130 min | R | December 10, 2021 | A24
A washed-up porn star washes back into his Texas Gulf Coast hometown with no money and no shame. He starts dealing weed and grooming a teenage girl who works the donut counter. Mikey calls it love. It is a hustle wearing a smile.
Mikey Saber returns to Texas City broke, banned from the adult film industry, and out of options. He moves back in with his estranged wife Lexi and her mother and starts selling marijuana to fund his comeback. The film tracks a charming parasite who attaches himself to everyone within reach and drains them dry. Sean Baker builds the whole picture around a man who never stops performing and never once tells the truth.
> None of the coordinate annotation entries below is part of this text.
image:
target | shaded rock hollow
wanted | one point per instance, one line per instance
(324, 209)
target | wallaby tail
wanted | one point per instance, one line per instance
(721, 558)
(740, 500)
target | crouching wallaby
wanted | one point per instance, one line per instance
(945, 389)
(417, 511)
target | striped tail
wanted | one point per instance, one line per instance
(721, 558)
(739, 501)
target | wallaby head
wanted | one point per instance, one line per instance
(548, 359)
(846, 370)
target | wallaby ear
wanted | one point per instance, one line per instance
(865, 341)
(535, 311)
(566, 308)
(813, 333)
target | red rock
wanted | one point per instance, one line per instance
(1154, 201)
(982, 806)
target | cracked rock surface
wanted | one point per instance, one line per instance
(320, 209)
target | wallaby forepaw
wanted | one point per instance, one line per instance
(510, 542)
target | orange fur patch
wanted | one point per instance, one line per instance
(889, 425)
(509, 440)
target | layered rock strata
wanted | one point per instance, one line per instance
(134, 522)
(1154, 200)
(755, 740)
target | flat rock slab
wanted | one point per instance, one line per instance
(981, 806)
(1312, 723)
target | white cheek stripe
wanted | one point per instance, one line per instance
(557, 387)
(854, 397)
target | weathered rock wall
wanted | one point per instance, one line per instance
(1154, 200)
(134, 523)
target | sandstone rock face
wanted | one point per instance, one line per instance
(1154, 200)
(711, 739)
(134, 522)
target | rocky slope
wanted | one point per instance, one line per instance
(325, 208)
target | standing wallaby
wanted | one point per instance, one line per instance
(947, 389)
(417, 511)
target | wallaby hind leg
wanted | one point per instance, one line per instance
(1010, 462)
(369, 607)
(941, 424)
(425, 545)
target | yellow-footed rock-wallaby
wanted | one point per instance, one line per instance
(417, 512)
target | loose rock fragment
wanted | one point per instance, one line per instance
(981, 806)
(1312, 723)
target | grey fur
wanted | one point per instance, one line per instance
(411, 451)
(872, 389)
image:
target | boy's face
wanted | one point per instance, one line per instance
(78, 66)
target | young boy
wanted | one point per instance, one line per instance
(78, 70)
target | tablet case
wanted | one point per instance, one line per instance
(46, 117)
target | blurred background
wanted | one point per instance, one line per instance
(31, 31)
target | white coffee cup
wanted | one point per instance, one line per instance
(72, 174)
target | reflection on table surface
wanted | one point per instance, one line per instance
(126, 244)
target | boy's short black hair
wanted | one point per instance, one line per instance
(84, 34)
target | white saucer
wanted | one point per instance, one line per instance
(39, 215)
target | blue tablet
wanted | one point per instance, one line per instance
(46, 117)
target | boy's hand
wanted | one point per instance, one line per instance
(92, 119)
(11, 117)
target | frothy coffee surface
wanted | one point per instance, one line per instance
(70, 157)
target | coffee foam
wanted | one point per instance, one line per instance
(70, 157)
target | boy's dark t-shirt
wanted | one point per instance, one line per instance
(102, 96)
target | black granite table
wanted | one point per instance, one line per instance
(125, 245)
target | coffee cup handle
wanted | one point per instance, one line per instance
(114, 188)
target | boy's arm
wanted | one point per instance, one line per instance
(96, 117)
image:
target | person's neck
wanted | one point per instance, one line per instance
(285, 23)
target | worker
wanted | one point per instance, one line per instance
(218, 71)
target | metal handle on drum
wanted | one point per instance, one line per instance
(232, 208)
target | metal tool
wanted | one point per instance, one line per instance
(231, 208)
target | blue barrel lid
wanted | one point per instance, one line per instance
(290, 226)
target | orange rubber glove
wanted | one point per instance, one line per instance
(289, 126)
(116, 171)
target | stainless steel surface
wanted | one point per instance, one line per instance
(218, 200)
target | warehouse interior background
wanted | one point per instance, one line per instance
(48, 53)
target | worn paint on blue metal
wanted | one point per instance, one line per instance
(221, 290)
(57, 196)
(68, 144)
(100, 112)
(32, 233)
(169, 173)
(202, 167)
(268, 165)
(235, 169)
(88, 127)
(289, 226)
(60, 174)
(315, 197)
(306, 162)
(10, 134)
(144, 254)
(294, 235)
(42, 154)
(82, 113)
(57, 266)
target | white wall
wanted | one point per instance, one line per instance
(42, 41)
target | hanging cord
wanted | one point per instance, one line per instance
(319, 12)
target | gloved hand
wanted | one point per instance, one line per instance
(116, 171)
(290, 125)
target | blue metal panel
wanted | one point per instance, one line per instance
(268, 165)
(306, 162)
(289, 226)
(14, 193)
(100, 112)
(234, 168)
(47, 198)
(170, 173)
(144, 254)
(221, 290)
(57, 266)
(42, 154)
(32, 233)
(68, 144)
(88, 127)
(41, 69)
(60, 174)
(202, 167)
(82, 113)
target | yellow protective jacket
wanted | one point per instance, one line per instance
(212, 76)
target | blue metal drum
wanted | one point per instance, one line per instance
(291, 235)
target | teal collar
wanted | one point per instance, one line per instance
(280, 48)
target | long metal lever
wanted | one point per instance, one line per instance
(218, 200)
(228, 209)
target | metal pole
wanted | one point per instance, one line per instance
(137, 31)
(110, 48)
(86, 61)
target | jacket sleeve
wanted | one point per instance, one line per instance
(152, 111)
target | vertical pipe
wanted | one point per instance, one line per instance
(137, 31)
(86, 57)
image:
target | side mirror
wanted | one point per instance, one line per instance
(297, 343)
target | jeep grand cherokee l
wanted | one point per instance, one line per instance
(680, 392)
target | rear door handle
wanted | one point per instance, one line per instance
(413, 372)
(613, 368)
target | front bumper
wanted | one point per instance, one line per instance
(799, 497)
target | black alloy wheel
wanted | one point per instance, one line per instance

The real subject is American hustle culture and the people it leaves wrecked in its wake.
Simon Rex plays Mikey as a motormouth con artist who treats every conversation as a sales pitch. He is magnetic and exhausting in equal measure, and Rex never softens the rot underneath the charm. Suzanna Son plays Strawberry, the teenager behind the donut shop counter, with a wide-open innocence that makes Mikey’s predation sicker by the scene. Bree Elrod plays Lexi with hard-won exhaustion and a thousand-yard stare that says she has heard every one of Mikey’s promises before. Brenda Deiss plays Lexi’s mother Lil as a tired enabler who lets the chaos in because she needs the rent.
Baker and co-writer Chris Bergoch shoot the film in sun-blasted 16mm that turns the refinery skyline into a constant backdrop of smokestacks and chemical haze. The grain and the heat make Texas City feel like a place the rest of the country forgot. Baker cuts to NSYNC’s “Bye Bye Bye” at key moments and lets the bubblegum pop curdle into menace. The handheld camera stays loose and close, and Baker fills the frame with nonprofessional actors whose faces carry real weather. The production never glamorizes the poverty and never condescends to it either.
This is a film about a man who mistakes appetite for ambition and leaves a trail of damage behind every smile. Mikey believes his own pitch, and that self-delusion is the engine of the whole story. Baker refuses to redeem him and refuses to fully condemn him, which is harder and more honest. The film holds you inside Mikey’s orbit long enough to feel the pull of the charm and the dread of where it leads. It is a portrait of a predator who thinks he is the hero of his own comeback.